Сразу скажу, что ни малейшей симпатии к ним обоим я не почувствовал. Да, врага можно уважать или даже сочувствовать ему, как, например, к выловленному из моря Лайонсу. Слишком уж жестокой оказалась судьба к этому амбициозному и отнюдь не бесталанному адмиралу. Сначала потерял сына, затем корабль, а с ним вместе и свободу.

Другое дело эти два напыщенных представителя высшей расы, смотрящих на меня с таким видом, будто одно их появление должно было осчастливить всю Россию, а заодно и меня паче всякой меры. Нет, ребята, если вы уж сами не в состоянии понять в какое дерьмо угодили, придется вас в него макнуть!

– Для начала мы бы хотели выразить соболезнования в связи с гибелью вашего храброго брата – принца Николая, – начал француз.

– Тронут вашим участием, господа. Не угодно ли чаю или чего-нибудь покрепче с дороги? Сегодня довольно холодно.

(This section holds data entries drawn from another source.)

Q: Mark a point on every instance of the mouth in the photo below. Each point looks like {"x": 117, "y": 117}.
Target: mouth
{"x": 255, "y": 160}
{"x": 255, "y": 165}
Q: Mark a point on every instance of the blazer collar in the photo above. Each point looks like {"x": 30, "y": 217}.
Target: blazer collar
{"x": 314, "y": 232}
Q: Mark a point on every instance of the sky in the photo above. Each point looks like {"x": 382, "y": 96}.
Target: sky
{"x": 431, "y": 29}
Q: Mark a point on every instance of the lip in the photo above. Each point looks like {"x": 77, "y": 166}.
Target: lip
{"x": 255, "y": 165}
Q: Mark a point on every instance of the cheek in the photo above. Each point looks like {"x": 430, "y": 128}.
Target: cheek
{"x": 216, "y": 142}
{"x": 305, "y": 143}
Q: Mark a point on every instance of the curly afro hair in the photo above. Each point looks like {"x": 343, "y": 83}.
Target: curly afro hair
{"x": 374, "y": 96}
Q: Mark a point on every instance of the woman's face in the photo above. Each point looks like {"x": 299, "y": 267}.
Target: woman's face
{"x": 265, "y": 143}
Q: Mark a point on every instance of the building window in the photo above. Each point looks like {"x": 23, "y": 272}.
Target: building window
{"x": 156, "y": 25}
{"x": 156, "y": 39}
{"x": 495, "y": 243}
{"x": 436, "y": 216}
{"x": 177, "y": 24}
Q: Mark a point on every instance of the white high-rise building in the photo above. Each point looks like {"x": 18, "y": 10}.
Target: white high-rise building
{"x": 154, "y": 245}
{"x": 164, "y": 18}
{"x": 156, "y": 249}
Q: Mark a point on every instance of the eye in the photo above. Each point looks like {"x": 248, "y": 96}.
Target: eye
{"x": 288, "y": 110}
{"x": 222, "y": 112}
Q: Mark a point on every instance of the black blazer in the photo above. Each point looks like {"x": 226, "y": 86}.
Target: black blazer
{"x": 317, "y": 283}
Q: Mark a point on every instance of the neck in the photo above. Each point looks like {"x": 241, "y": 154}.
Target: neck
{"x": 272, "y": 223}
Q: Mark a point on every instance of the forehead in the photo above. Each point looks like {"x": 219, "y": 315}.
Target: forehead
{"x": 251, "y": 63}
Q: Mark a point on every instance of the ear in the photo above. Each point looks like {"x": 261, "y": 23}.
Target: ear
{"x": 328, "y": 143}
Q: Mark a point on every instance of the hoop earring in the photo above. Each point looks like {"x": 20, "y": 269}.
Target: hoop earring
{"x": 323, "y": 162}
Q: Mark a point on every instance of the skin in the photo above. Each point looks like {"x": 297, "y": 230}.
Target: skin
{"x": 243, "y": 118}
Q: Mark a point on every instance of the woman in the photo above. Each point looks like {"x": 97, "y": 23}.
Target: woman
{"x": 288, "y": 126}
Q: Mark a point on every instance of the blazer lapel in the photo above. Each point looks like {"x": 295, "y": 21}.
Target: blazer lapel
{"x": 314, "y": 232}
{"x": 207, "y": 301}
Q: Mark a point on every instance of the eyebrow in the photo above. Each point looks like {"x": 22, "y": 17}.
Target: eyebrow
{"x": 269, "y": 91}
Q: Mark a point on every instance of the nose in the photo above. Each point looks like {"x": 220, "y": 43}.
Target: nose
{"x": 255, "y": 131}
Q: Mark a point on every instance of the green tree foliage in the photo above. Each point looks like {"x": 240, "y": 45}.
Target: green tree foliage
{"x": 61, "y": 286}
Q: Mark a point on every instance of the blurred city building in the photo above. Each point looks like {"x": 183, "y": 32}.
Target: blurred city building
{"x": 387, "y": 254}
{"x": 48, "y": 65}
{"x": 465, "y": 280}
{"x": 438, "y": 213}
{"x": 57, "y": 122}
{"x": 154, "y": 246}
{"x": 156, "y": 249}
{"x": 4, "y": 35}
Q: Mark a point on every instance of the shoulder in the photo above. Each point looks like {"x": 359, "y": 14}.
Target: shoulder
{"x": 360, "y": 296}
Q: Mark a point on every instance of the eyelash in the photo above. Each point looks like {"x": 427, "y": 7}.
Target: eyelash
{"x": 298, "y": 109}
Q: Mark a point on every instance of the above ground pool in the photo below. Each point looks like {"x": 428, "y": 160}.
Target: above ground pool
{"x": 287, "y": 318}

Переговоры проходили в моем доме, в той самой комнате, главным украшением которого являлось застрявшее в стене ядро. С нашей стороны присутствовали Корнилов, Липранди, Васильчиков, Тотлебен и неизменный мой адъютант Юшков. Говорили все на-французском, благо этот язык был хорошо знаком всем присутствующим.

– Лорд Раглан, равно как и вся британская армия скорбит о потере этого молодого и храброго джентльмена, – с небольшой задержкой добавил Георг.

– Полагаю, у вашего командующего, равно как и его офицеров есть и более весомые поводы для скорби. Господа, мой брат был славным молодым человеком, подававшим большие надежды, которым теперь не суждено осуществиться. Но он погиб защищая свое отечество от вторгнувшихся в него завоевателей, и теперь находится в лучшем мире. Мы же пока еще здесь, а потому предлагаю перейти к делу. В конце концов, мы с вами люди военные и не должны терять время на дипломатическую болтовню!

– Хорошо сказано, месье! – едва не захлопал в ладоши Плон-Плон, не так давно бывший чрезвычайным и полномочным послом своего двоюродного брата в Испании. – Готов подписаться под каждым вашим словом! А вы, Жорж?